How have people within our own company created and delivered our value proposition over the past 15 years?
Historically, the company had done it largely through high level corporate messages about relationship, sourcing of quality candidates, and understanding the business. But outside the executive suite most of the company didn’t really understand what a value proposition is, let alone how, when, and why to use it. To most sales reps, their value proposition was a one-dimensional idea they might insert into a customer sales call.
How have other companies in our industry, including our competitors, delivered their value propositions?

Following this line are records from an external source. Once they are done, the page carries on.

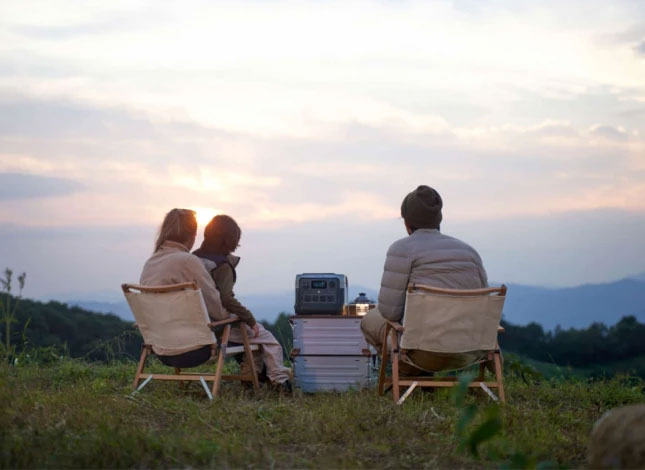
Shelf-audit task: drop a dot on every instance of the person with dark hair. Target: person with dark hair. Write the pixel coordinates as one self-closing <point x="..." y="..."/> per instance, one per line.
<point x="221" y="238"/>
<point x="172" y="263"/>
<point x="425" y="256"/>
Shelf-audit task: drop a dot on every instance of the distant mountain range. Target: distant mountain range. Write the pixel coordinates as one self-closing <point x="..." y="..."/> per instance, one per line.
<point x="569" y="307"/>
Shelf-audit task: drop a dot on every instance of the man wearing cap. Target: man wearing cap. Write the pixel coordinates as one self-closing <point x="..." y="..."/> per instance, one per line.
<point x="425" y="256"/>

Throughout the industry, many of the value propositions were around speed and price. Though competitive, the value propositions of competitors left a lot to be desired, which meant that there might be an opportunity for the staffing company to do something unique. While the industry moved toward speed and price, the staffing company felt that its high standards ultimately ensured a better solution for the customer. When the company compared its value proposition to others in the industry, its leaders realized that communicating the value proposition was especially important because it was so different.
How do companies with similar business models deliver their value propositions?

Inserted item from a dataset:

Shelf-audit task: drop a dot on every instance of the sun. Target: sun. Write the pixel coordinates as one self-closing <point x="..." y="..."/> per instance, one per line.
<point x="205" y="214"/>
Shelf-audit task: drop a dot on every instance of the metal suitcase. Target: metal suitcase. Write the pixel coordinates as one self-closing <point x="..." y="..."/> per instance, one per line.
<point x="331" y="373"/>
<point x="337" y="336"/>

The company looked at other services organizations including consulting, outsourcing, law firms, agents, and resellers. All of these organizations had parallels to staffing, such as representing and reselling the services of others. In the consulting and legal professions they found components that the staffing firm could leverage as part of its value proposition. Some examples include treating customers as clients, creating customer loyalty, and providing advisory services in addition to the core product.
How do companies with dissimilar business models deliver their value propositions?
Here, they considered companies that rapidly provide products and services while keeping down costs—similar to pre-sourcing candidates. They also considered retail, such as grocery stores or clothing stores, where customers pick out the products they want, pay for them, and leave. This prompted the staffing company to think about an online database of their contractors, their availability, and their prices so clients could shop for a client.
The staffing firm also looked at parallels in the shipping industry, where companies in price wars create their value propositions around other services such as logistics, which wrap around their core services.
How do organizations outside of business deliver value?
Not surprisingly, fifth generation parallels extend way beyond the staffing company and its ability to deliver a great health care contractor. How do families deliver a value proposition? Respect? Monetary means? Guilt? How is loyalty created among all those crazy aunts and uncles?
Admittedly some of these ideas began to get far out there, but that’s the point. Half-joking suggestions of guilt and family sparked ideas about treating the contract employees like family—organizing company-wide annual family picnics, for example, and collecting testimonials from contract employees who felt the same affinity for their employer that a full-time employee might feel. These ideas all became part of the value proposition about how well the company treats its contractors, enabling it to hire only the best.